Why father and son are a satirist's nightmare
WHEN the story of Michael Healy-Rae and the phone voting on I'm An Irish Celebrity, Turn Off The TV Now broke, people said to me: "This is great for you guys. You don't have to write anything, just report what MHR says." What a light day for a satirist when your politician comes pre-lampooned.
On the face of it, the Healy-Raes look like God's gift to a satirist. They are the masters of the ludicrous. They long ago grasped that there's no stage too big to stand on and babble from about, essentially, the time they fixed your mother's pothole.
Out of the Atlantic mist they come at the slightest provocation. Musical, lilting codology bubbles out of their lips like a stream from the foothills of Carrauntoohil.
With their wee flat caps and their dog-eared collars, they look at you full of pity and reproach that ye do not come from Kerry so ye could hardly be expected to understand, God love ye.
But that's just the problem. The joy of satire is in peeling the shiny-suited veneer to reveal the hideous blueshirt or the desperate FF hack or the sanitised Shinner beneath.
But with the Healy-Raes, their costumes are funnier than your cartoons.
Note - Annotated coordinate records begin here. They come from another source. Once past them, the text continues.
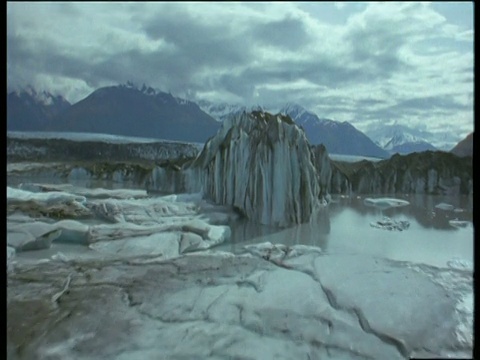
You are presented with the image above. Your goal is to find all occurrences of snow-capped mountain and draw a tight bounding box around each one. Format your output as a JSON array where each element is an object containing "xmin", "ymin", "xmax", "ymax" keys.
[
  {"xmin": 383, "ymin": 133, "xmax": 437, "ymax": 154},
  {"xmin": 198, "ymin": 100, "xmax": 265, "ymax": 122},
  {"xmin": 366, "ymin": 123, "xmax": 444, "ymax": 154},
  {"xmin": 280, "ymin": 103, "xmax": 390, "ymax": 158},
  {"xmin": 7, "ymin": 86, "xmax": 71, "ymax": 131},
  {"xmin": 48, "ymin": 82, "xmax": 219, "ymax": 142}
]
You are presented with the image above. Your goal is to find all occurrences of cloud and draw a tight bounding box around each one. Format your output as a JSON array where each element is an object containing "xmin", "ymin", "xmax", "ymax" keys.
[{"xmin": 7, "ymin": 2, "xmax": 474, "ymax": 146}]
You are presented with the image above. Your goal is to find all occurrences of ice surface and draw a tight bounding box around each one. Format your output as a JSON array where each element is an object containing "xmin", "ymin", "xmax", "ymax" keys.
[
  {"xmin": 7, "ymin": 222, "xmax": 62, "ymax": 251},
  {"xmin": 370, "ymin": 216, "xmax": 410, "ymax": 231},
  {"xmin": 448, "ymin": 220, "xmax": 473, "ymax": 229},
  {"xmin": 7, "ymin": 186, "xmax": 87, "ymax": 205},
  {"xmin": 186, "ymin": 112, "xmax": 320, "ymax": 226},
  {"xmin": 435, "ymin": 203, "xmax": 455, "ymax": 211},
  {"xmin": 7, "ymin": 249, "xmax": 472, "ymax": 360},
  {"xmin": 363, "ymin": 198, "xmax": 410, "ymax": 210},
  {"xmin": 19, "ymin": 183, "xmax": 148, "ymax": 199}
]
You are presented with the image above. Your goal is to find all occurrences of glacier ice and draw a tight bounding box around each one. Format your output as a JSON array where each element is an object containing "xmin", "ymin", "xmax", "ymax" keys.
[
  {"xmin": 187, "ymin": 112, "xmax": 320, "ymax": 226},
  {"xmin": 363, "ymin": 198, "xmax": 410, "ymax": 210}
]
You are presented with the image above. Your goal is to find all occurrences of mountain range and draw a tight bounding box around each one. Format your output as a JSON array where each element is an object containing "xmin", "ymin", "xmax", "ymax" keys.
[
  {"xmin": 7, "ymin": 83, "xmax": 219, "ymax": 142},
  {"xmin": 7, "ymin": 82, "xmax": 466, "ymax": 158},
  {"xmin": 280, "ymin": 104, "xmax": 390, "ymax": 158},
  {"xmin": 451, "ymin": 132, "xmax": 473, "ymax": 157},
  {"xmin": 7, "ymin": 87, "xmax": 71, "ymax": 131},
  {"xmin": 366, "ymin": 123, "xmax": 450, "ymax": 155}
]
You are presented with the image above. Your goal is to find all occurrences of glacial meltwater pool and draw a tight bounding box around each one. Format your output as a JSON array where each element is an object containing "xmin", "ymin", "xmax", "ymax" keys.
[{"xmin": 217, "ymin": 195, "xmax": 474, "ymax": 267}]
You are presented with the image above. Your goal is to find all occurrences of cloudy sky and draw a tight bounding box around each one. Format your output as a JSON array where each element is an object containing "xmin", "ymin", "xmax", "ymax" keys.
[{"xmin": 7, "ymin": 2, "xmax": 474, "ymax": 138}]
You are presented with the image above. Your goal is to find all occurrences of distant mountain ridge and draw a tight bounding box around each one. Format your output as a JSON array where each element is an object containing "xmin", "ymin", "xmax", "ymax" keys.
[
  {"xmin": 198, "ymin": 100, "xmax": 265, "ymax": 122},
  {"xmin": 366, "ymin": 124, "xmax": 442, "ymax": 155},
  {"xmin": 450, "ymin": 132, "xmax": 473, "ymax": 157},
  {"xmin": 7, "ymin": 87, "xmax": 71, "ymax": 131},
  {"xmin": 7, "ymin": 82, "xmax": 219, "ymax": 142},
  {"xmin": 280, "ymin": 103, "xmax": 390, "ymax": 158}
]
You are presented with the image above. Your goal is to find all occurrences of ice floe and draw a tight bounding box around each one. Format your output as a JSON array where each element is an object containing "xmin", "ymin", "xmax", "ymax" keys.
[
  {"xmin": 435, "ymin": 203, "xmax": 455, "ymax": 211},
  {"xmin": 7, "ymin": 222, "xmax": 62, "ymax": 251},
  {"xmin": 363, "ymin": 198, "xmax": 410, "ymax": 210},
  {"xmin": 370, "ymin": 216, "xmax": 410, "ymax": 231},
  {"xmin": 448, "ymin": 220, "xmax": 473, "ymax": 229}
]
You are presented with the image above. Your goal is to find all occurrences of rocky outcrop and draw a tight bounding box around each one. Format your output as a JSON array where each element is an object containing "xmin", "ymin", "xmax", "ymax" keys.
[
  {"xmin": 189, "ymin": 111, "xmax": 321, "ymax": 226},
  {"xmin": 450, "ymin": 132, "xmax": 473, "ymax": 156},
  {"xmin": 348, "ymin": 151, "xmax": 473, "ymax": 195},
  {"xmin": 7, "ymin": 133, "xmax": 199, "ymax": 162},
  {"xmin": 311, "ymin": 144, "xmax": 351, "ymax": 199}
]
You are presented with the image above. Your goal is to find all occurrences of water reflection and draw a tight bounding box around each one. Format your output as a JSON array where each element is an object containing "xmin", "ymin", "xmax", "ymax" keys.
[{"xmin": 223, "ymin": 195, "xmax": 473, "ymax": 266}]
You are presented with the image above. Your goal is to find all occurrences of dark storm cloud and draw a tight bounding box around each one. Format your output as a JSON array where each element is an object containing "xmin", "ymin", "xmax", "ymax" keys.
[
  {"xmin": 7, "ymin": 2, "xmax": 474, "ymax": 145},
  {"xmin": 250, "ymin": 17, "xmax": 312, "ymax": 51}
]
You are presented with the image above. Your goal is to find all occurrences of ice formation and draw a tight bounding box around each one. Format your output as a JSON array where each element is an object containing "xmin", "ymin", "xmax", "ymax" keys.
[{"xmin": 189, "ymin": 112, "xmax": 320, "ymax": 226}]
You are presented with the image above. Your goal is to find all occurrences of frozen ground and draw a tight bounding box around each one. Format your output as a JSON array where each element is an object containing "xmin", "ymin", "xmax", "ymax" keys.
[
  {"xmin": 7, "ymin": 131, "xmax": 203, "ymax": 148},
  {"xmin": 7, "ymin": 184, "xmax": 473, "ymax": 359}
]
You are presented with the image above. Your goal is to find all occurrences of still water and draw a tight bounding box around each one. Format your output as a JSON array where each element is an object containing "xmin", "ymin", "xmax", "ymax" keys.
[{"xmin": 217, "ymin": 195, "xmax": 474, "ymax": 267}]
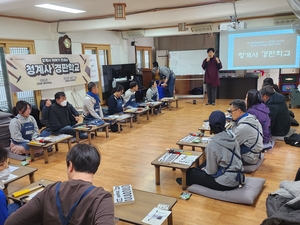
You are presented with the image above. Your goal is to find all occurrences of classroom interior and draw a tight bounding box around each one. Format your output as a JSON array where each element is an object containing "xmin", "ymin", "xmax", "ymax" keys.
[{"xmin": 0, "ymin": 0, "xmax": 300, "ymax": 225}]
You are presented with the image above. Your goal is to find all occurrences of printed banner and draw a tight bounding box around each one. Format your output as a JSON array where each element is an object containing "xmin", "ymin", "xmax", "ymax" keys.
[{"xmin": 5, "ymin": 55, "xmax": 91, "ymax": 92}]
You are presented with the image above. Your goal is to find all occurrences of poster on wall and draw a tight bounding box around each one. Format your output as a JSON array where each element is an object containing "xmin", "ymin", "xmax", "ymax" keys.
[
  {"xmin": 5, "ymin": 54, "xmax": 91, "ymax": 92},
  {"xmin": 89, "ymin": 55, "xmax": 99, "ymax": 82}
]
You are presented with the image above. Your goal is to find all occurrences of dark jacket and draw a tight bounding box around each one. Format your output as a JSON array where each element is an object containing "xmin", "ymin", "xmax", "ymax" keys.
[
  {"xmin": 248, "ymin": 103, "xmax": 272, "ymax": 143},
  {"xmin": 42, "ymin": 102, "xmax": 79, "ymax": 132},
  {"xmin": 202, "ymin": 56, "xmax": 222, "ymax": 87},
  {"xmin": 265, "ymin": 92, "xmax": 291, "ymax": 136}
]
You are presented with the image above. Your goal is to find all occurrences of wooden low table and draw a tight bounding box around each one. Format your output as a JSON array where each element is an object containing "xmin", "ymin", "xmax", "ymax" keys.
[
  {"xmin": 27, "ymin": 135, "xmax": 72, "ymax": 164},
  {"xmin": 151, "ymin": 151, "xmax": 203, "ymax": 190},
  {"xmin": 140, "ymin": 102, "xmax": 162, "ymax": 116},
  {"xmin": 115, "ymin": 189, "xmax": 177, "ymax": 225},
  {"xmin": 161, "ymin": 97, "xmax": 178, "ymax": 110},
  {"xmin": 124, "ymin": 107, "xmax": 150, "ymax": 124},
  {"xmin": 3, "ymin": 164, "xmax": 38, "ymax": 196},
  {"xmin": 103, "ymin": 113, "xmax": 133, "ymax": 133},
  {"xmin": 74, "ymin": 123, "xmax": 109, "ymax": 145},
  {"xmin": 7, "ymin": 179, "xmax": 55, "ymax": 202}
]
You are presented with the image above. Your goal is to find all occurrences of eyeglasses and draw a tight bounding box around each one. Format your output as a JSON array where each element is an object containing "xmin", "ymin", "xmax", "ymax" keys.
[{"xmin": 227, "ymin": 109, "xmax": 238, "ymax": 114}]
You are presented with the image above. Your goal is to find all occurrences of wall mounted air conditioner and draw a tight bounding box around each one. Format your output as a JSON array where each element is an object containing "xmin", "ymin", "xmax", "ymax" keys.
[
  {"xmin": 191, "ymin": 23, "xmax": 213, "ymax": 33},
  {"xmin": 273, "ymin": 16, "xmax": 297, "ymax": 26},
  {"xmin": 124, "ymin": 30, "xmax": 145, "ymax": 38}
]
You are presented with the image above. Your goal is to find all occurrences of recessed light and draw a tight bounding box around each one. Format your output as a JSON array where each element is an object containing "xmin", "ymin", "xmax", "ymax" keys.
[{"xmin": 35, "ymin": 4, "xmax": 85, "ymax": 13}]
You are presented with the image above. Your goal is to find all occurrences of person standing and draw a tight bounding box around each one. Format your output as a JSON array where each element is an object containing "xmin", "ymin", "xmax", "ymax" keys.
[
  {"xmin": 202, "ymin": 48, "xmax": 222, "ymax": 105},
  {"xmin": 152, "ymin": 62, "xmax": 176, "ymax": 97}
]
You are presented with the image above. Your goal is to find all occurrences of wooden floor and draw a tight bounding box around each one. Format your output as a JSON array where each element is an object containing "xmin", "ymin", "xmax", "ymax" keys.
[{"xmin": 9, "ymin": 99, "xmax": 300, "ymax": 225}]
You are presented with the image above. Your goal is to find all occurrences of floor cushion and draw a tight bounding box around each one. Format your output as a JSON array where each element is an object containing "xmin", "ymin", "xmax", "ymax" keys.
[
  {"xmin": 188, "ymin": 177, "xmax": 266, "ymax": 205},
  {"xmin": 243, "ymin": 154, "xmax": 265, "ymax": 173}
]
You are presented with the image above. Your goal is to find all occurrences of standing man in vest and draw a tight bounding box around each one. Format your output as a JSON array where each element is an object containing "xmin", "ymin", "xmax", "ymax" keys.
[
  {"xmin": 152, "ymin": 62, "xmax": 176, "ymax": 97},
  {"xmin": 82, "ymin": 82, "xmax": 103, "ymax": 122},
  {"xmin": 5, "ymin": 144, "xmax": 115, "ymax": 225},
  {"xmin": 202, "ymin": 48, "xmax": 222, "ymax": 105}
]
Their statements are more absurd than any you could make up. Their press conferences make Killinaskully look like a gritty urban drama.
The Healy-Raes provide the biggest challenge to the contemporary Irish satirist today. Don't get me wrong, I'll strap on the fat suit and the comical caipin and have a go. But, I must admit, they are more ridiculous than anything I could come up with.